Dabei hilft die Formulierungsschablone sowie die Vermeidung von „weak words“. Diese „Weichmacher-Wörter“ sind starke Hinweise auf unpräzise Anforderungsdokumente.
Beispiele und Tipp
Dazu zählen Wörter wie ausreichend, beinahe, circa, eben, eher, einfach, fast, gar, genug, gering, gut, häufig, irgend*, kaum, klein, leicht, manchmal, mehr, meist, nahezu, öfter, sehr, schnell, schon, schön, sonstige, übrige, verschieden, viel, zahlreich, zunächst usw.
Diese Wörter lassen sich mit einem Werkzeug schnell und zuverlässig finden.
Die Prüfung von Systemanforderungen sollte nicht nur die Einhaltung der Formulierungsrichtlinie umfassen.

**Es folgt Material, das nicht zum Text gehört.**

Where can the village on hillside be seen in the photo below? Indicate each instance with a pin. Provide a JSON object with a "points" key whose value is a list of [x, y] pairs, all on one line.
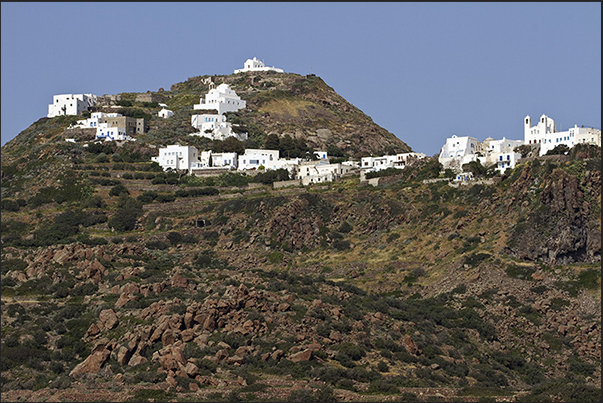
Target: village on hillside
{"points": [[457, 152]]}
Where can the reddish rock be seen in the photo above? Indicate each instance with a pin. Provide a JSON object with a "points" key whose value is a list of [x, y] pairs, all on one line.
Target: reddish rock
{"points": [[179, 281], [276, 355], [93, 330], [243, 351], [108, 319], [224, 345], [123, 356], [171, 381], [335, 336], [191, 369], [92, 364], [188, 320], [168, 337], [235, 359], [137, 359], [410, 345], [123, 300], [305, 355], [187, 335], [221, 354]]}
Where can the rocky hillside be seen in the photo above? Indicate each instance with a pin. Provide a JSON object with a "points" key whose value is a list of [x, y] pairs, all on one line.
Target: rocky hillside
{"points": [[303, 107], [121, 282]]}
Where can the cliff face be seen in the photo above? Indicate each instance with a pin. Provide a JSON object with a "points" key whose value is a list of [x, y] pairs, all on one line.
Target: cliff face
{"points": [[165, 286], [563, 223]]}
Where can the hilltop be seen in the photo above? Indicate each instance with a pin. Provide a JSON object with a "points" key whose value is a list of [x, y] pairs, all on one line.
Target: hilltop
{"points": [[122, 282]]}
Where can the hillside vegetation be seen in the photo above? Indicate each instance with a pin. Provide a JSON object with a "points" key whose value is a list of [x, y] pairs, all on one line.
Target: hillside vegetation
{"points": [[121, 282]]}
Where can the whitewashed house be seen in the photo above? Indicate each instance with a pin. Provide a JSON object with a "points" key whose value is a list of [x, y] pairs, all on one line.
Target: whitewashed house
{"points": [[70, 104], [321, 155], [369, 164], [105, 131], [165, 113], [94, 120], [459, 151], [587, 135], [290, 164], [538, 134], [505, 160], [177, 157], [500, 146], [222, 99], [255, 158], [256, 65], [214, 127], [224, 160], [321, 171], [545, 133]]}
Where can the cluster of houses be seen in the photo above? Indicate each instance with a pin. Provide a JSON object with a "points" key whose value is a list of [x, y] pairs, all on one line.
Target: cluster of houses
{"points": [[213, 124], [188, 158], [460, 150]]}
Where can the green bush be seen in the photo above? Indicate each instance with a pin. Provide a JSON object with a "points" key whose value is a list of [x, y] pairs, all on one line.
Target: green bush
{"points": [[118, 189]]}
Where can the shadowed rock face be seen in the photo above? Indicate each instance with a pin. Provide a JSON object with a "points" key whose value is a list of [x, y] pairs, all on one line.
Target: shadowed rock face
{"points": [[563, 228]]}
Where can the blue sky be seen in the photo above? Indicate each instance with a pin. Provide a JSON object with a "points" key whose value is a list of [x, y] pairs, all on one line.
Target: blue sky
{"points": [[423, 71]]}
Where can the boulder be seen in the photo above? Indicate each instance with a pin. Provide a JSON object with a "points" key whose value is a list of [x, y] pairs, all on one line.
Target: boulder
{"points": [[108, 318], [305, 355], [137, 359], [93, 363]]}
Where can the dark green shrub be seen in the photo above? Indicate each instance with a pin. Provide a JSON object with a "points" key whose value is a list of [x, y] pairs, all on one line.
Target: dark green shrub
{"points": [[118, 189]]}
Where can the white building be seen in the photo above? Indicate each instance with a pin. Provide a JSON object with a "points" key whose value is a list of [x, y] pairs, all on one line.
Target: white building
{"points": [[459, 151], [388, 161], [110, 133], [587, 135], [165, 113], [321, 171], [545, 133], [94, 120], [538, 134], [505, 160], [229, 160], [321, 155], [70, 104], [254, 158], [214, 127], [177, 157], [222, 98], [256, 65], [500, 146]]}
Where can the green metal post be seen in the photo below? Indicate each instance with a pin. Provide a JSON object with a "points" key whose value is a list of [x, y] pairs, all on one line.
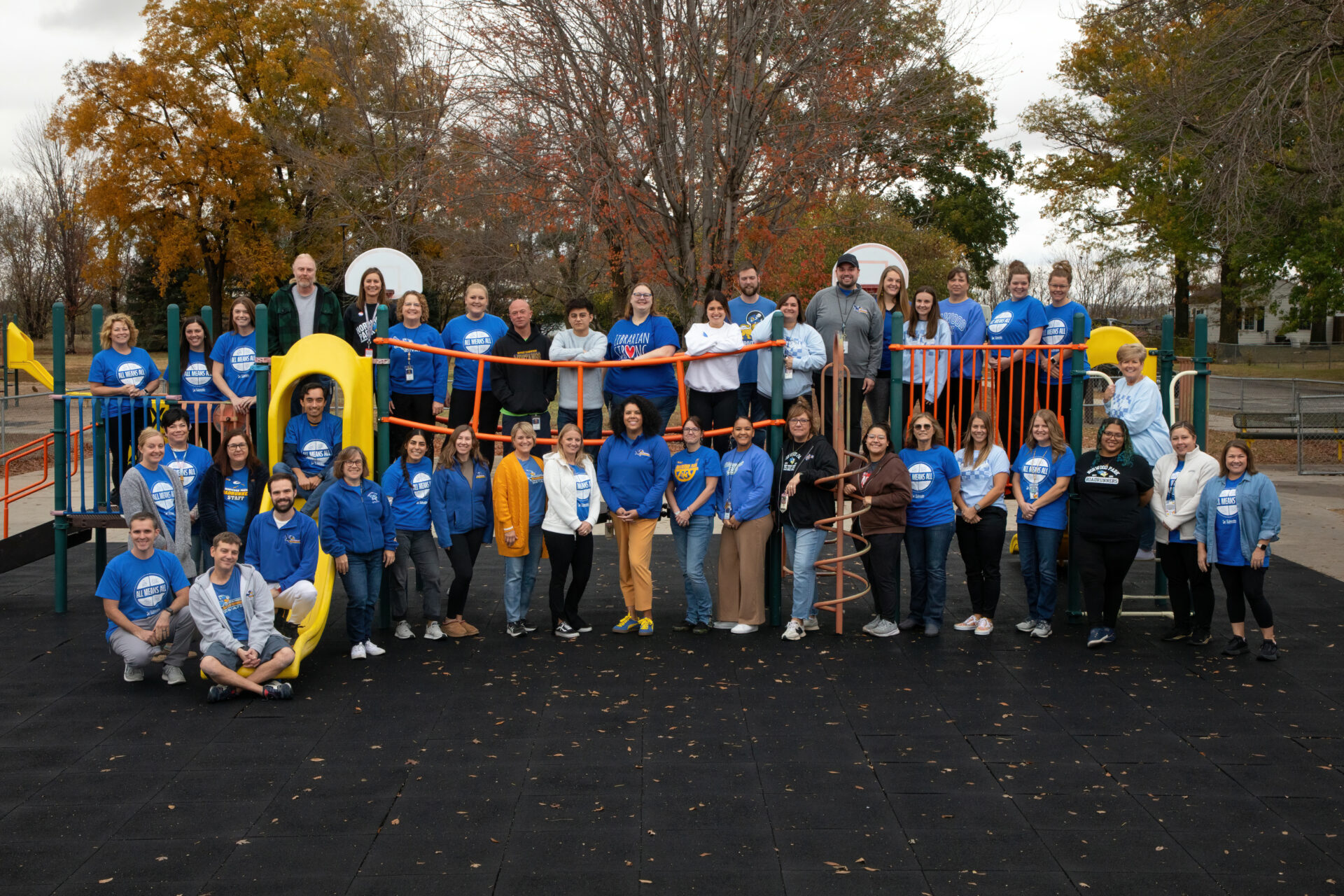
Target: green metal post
{"points": [[774, 440], [1075, 444], [262, 387], [61, 438], [1199, 414]]}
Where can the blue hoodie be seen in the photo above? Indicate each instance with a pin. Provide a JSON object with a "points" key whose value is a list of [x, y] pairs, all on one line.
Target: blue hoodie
{"points": [[746, 482], [458, 508], [356, 520], [409, 500], [290, 554], [634, 473]]}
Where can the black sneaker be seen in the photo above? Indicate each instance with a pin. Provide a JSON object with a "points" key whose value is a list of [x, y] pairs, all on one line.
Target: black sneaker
{"points": [[218, 694]]}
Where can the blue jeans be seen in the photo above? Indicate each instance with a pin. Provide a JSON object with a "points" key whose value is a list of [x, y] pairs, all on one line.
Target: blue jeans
{"points": [[362, 582], [1040, 547], [926, 546], [521, 575], [691, 545], [802, 548]]}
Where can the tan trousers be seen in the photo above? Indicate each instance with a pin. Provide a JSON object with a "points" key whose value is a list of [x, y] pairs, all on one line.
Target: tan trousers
{"points": [[635, 546], [742, 573]]}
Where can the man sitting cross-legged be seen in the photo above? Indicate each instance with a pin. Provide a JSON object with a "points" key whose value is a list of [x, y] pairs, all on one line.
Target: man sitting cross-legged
{"points": [[233, 610]]}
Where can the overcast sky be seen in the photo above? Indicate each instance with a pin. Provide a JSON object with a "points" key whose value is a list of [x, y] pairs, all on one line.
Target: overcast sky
{"points": [[1016, 46]]}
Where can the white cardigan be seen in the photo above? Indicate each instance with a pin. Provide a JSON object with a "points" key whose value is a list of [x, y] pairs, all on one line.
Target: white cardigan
{"points": [[562, 496], [1190, 484]]}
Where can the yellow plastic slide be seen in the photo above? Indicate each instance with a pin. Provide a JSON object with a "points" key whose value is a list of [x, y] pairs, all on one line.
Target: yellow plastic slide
{"points": [[19, 352]]}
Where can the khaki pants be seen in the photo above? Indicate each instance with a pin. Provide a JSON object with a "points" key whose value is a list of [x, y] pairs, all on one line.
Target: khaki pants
{"points": [[635, 546], [742, 573]]}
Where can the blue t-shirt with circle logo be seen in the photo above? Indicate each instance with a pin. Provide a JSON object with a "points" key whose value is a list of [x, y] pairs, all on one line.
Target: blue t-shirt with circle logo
{"points": [[930, 476], [1012, 323], [141, 587], [1038, 469], [1059, 330], [116, 370], [690, 470], [237, 354]]}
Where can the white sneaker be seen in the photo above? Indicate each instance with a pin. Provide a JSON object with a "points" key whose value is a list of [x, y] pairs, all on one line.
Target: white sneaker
{"points": [[969, 624]]}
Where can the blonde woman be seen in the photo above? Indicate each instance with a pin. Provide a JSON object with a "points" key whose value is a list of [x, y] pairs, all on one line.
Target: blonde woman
{"points": [[571, 510]]}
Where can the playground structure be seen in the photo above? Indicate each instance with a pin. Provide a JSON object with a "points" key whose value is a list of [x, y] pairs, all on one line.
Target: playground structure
{"points": [[74, 415]]}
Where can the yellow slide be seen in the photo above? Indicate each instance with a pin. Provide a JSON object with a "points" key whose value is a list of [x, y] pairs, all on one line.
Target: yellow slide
{"points": [[321, 354], [19, 354]]}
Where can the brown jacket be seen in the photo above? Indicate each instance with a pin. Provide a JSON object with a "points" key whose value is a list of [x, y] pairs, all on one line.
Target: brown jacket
{"points": [[890, 491]]}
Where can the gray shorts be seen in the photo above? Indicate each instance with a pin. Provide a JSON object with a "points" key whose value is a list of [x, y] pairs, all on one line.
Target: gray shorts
{"points": [[274, 644]]}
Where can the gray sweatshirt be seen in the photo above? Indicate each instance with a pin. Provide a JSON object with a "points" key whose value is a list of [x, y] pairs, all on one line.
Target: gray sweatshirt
{"points": [[862, 320], [568, 347], [210, 617]]}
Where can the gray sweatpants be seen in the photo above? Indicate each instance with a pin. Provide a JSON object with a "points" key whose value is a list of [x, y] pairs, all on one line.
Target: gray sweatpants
{"points": [[134, 652]]}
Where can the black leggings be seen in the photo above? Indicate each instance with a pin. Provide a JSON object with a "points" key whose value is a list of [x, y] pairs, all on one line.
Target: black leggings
{"points": [[981, 547], [1245, 582], [717, 410], [463, 556], [1187, 584], [1102, 566], [569, 552]]}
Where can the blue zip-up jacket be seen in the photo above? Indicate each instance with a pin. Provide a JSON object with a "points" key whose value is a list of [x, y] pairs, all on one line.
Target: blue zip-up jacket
{"points": [[290, 554], [356, 520], [457, 507], [429, 371], [409, 500], [746, 481], [635, 473], [1259, 514]]}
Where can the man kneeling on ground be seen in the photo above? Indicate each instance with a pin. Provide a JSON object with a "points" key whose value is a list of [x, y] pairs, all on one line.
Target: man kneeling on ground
{"points": [[233, 610]]}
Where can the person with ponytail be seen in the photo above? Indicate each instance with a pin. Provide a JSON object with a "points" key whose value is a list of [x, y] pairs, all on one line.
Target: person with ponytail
{"points": [[1057, 375]]}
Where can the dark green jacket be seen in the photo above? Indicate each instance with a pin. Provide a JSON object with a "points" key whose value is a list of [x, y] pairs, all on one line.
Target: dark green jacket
{"points": [[284, 317]]}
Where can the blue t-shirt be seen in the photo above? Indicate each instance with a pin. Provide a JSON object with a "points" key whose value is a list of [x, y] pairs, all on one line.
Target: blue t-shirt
{"points": [[113, 368], [200, 386], [690, 470], [1038, 469], [465, 335], [232, 602], [1012, 323], [318, 445], [141, 587], [976, 481], [1059, 330], [746, 318], [536, 492], [160, 489], [628, 342], [237, 354], [582, 491], [967, 321], [235, 501], [1228, 528], [930, 473]]}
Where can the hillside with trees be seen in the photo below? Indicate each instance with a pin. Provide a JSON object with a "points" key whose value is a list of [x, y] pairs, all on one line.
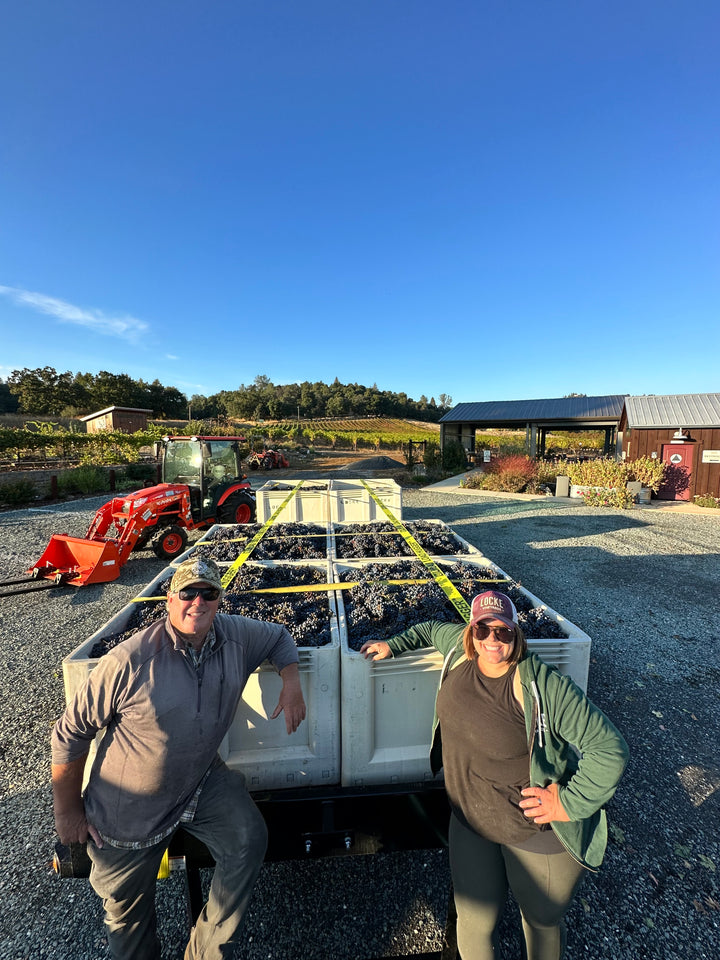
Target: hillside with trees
{"points": [[44, 391]]}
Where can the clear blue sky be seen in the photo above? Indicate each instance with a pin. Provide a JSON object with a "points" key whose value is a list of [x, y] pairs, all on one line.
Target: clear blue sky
{"points": [[491, 199]]}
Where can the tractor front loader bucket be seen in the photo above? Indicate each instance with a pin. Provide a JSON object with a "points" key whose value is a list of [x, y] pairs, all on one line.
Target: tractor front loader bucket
{"points": [[77, 561]]}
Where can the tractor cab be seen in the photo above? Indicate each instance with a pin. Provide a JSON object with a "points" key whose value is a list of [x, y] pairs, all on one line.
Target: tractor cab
{"points": [[210, 467]]}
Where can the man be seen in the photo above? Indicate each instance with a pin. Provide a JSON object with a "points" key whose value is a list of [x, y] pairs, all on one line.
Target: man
{"points": [[165, 699]]}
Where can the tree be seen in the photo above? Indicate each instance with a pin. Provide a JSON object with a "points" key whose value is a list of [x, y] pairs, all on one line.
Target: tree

Vielmehr ist es auch wichtig, diese auf Stakeholder-Anforderungen zurückführen zu können.
4. Systemanforderungen prüfen
Ob das Produkt die an es gestellten Anforderungen tatsächlich erfüllt, muss der Hersteller prüfen. Dies ist eine Verifizierung (s. Abb. 1), keine Validierungsaktivität.
Es gibt viele Formen, um die Systemanforderungen zu verifizieren, z. B. durch Inspektionen und Tests, bei denen die Testfälle mit Blackbox-Testverfahren abgeleitet werden. Für einen Teil der Tests empfehlen sich Prüflabore (z. B. für die elektrische Sicherheit, EMV und Biokompatibilität).